Norwegian Experiences with ABS

In Coolsaet, Brendan, Fulya Batur, Arianna Broggiato, John Pitseys and Tom Dedeurwaerdere (eds), Implementing the Nagoya Protocol. Leiden/Boston, Brill | Nijhoff, 2015, pp. 175-193.

Norway has played a leading role in the negotiations of the Convention on Biological Diversity (CBD) and its implementation and in the negotiations leading to the Nagoya Protocol. Norway has been committed to the implementation of Access and Benefit Sharing (ABS) since the negotiation of the CBD, and has played an important role in the negotiations leading to the International Treaty on Plant Genetic Resources (ITPGRFA) and in the work to implement it.
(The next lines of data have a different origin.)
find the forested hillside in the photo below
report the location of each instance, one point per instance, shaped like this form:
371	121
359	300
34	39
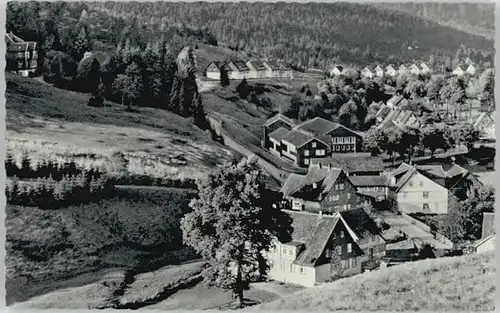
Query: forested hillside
314	34
474	18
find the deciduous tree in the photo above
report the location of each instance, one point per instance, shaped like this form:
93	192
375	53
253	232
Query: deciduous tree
232	223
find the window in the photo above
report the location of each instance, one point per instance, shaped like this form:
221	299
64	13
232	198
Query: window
425	207
338	250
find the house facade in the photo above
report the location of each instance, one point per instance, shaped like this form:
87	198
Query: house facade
315	138
485	124
213	70
428	189
379	71
322	189
322	248
367	72
471	70
337	70
277	69
458	71
390	71
238	70
21	56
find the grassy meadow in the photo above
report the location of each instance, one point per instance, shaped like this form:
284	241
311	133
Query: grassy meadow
465	283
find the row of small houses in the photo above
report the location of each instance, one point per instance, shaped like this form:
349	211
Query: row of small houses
251	69
390	70
21	56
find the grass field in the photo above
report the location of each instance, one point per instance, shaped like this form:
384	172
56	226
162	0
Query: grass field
45	120
52	249
465	283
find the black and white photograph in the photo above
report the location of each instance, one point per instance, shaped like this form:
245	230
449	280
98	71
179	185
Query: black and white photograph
255	156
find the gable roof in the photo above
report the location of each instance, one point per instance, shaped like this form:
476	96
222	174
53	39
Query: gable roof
483	240
297	138
319	126
279	133
368	180
258	65
240	65
301	186
280	117
488	227
360	222
352	163
314	231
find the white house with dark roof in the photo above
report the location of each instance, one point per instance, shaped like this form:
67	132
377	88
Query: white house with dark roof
429	188
390	70
337	70
257	69
324	246
458	71
471	70
311	139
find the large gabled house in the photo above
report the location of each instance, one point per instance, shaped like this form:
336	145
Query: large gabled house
324	247
311	139
257	69
21	56
322	189
430	189
485	124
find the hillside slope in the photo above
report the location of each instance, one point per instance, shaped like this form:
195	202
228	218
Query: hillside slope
464	283
473	18
43	120
310	33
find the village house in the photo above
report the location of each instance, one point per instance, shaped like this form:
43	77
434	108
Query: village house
353	164
471	70
337	70
257	69
402	70
390	70
238	70
366	72
21	56
429	189
324	189
487	241
458	71
277	69
485	124
322	247
213	70
314	138
379	71
325	247
414	69
424	69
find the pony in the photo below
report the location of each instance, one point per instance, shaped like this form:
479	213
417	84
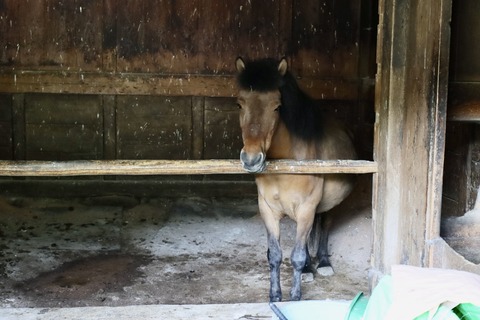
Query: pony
280	121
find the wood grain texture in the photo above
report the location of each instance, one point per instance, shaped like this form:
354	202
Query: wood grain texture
177	167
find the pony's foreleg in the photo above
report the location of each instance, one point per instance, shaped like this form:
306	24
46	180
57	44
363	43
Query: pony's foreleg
324	267
274	253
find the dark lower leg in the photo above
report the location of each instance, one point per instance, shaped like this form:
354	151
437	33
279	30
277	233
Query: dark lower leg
299	259
274	254
308	268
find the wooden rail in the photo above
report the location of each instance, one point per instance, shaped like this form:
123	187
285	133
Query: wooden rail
154	84
177	167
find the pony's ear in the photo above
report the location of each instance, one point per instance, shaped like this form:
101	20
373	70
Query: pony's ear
240	64
283	66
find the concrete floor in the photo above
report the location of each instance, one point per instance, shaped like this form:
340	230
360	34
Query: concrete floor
158	254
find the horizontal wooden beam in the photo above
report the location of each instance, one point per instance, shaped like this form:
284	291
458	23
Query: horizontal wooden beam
155	84
177	167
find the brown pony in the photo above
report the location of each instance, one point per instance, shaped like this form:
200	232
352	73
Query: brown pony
279	121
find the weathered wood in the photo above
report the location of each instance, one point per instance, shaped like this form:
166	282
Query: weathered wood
177	167
468	111
155	84
411	93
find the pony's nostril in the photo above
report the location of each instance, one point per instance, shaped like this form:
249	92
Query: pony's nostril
252	162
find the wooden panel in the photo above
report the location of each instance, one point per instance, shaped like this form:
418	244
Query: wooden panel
223	138
154	127
465	65
181	167
195	36
325	38
456	170
411	91
51	34
153	84
64	127
6	129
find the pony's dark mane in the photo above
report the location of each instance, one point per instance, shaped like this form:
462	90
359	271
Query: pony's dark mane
298	110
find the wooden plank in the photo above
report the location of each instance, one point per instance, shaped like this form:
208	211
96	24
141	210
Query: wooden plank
411	96
155	84
223	136
18	124
150	127
178	167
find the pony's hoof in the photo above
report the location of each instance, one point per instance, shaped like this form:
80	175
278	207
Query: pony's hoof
307	277
295	297
325	271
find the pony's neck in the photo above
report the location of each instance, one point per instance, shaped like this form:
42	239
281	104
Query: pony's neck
286	146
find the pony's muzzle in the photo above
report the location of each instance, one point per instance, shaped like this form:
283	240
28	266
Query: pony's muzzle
253	163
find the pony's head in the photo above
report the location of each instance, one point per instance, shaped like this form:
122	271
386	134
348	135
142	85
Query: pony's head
259	99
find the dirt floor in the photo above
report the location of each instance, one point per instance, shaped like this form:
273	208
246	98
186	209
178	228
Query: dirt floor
116	251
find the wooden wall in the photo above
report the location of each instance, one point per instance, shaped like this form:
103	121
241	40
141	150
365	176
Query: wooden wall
462	154
138	79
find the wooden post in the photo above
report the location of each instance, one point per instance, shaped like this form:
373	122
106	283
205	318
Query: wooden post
411	99
177	167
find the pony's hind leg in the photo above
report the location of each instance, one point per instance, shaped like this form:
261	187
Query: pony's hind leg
324	223
274	253
300	256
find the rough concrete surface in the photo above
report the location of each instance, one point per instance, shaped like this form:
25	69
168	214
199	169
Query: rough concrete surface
120	251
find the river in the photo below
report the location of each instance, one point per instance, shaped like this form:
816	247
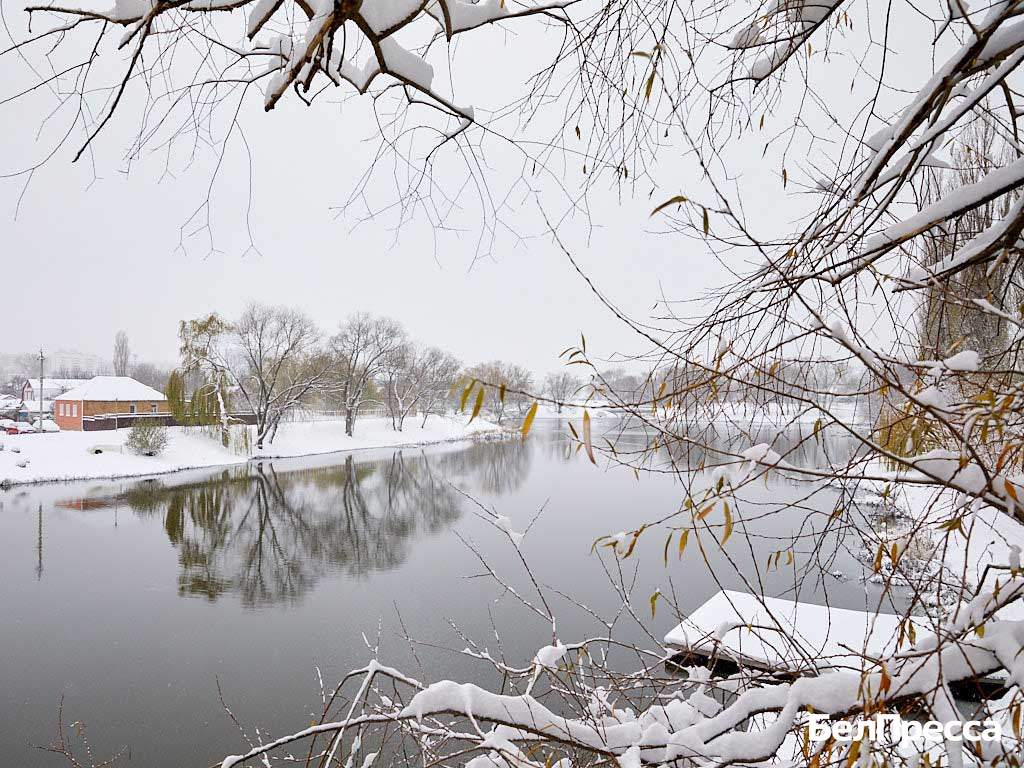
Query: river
132	600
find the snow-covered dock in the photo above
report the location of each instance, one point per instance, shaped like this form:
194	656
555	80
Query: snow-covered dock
784	636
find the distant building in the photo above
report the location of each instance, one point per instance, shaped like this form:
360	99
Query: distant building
109	402
51	388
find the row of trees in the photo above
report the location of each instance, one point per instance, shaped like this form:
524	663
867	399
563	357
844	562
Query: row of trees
273	359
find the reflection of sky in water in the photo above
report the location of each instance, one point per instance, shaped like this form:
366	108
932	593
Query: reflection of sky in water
134	598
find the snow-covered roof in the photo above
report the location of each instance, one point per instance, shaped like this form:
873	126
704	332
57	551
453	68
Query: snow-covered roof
113	388
781	634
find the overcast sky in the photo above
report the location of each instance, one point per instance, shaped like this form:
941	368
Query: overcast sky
98	255
96	248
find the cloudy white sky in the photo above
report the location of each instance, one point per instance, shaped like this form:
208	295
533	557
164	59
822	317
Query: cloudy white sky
96	248
95	245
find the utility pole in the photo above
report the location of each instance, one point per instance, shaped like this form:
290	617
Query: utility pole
41	358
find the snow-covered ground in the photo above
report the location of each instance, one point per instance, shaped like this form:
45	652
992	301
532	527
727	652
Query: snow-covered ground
68	456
Despite this commitment in the international arena, Norway has not been very rapidly to implement ABS in national legislation, but was among the few countries to adopt user measures and has laws regulating access. This is largely because the government decided to incorporate rights and access to genetic resources in a more comprehensive piece of legislation, the Nature Diversity Act dealing with biodiversity-related issues as a whole. Nevertheless, Norway has achieved great more progress and has been far more progressive than any other OECD country in its implementation of user country measures with the objective of making ABS functional. Formulating the act proved a lengthy process legislators also had to deal with the highly contentious issue of compensation to landowners for restricting their use of their own land, which s a topic which has nothing to do with genetic resources issues. The main legal document regulating rights and access to genetic resources is hence the Nature Diversity Act, which came into effect in 2009.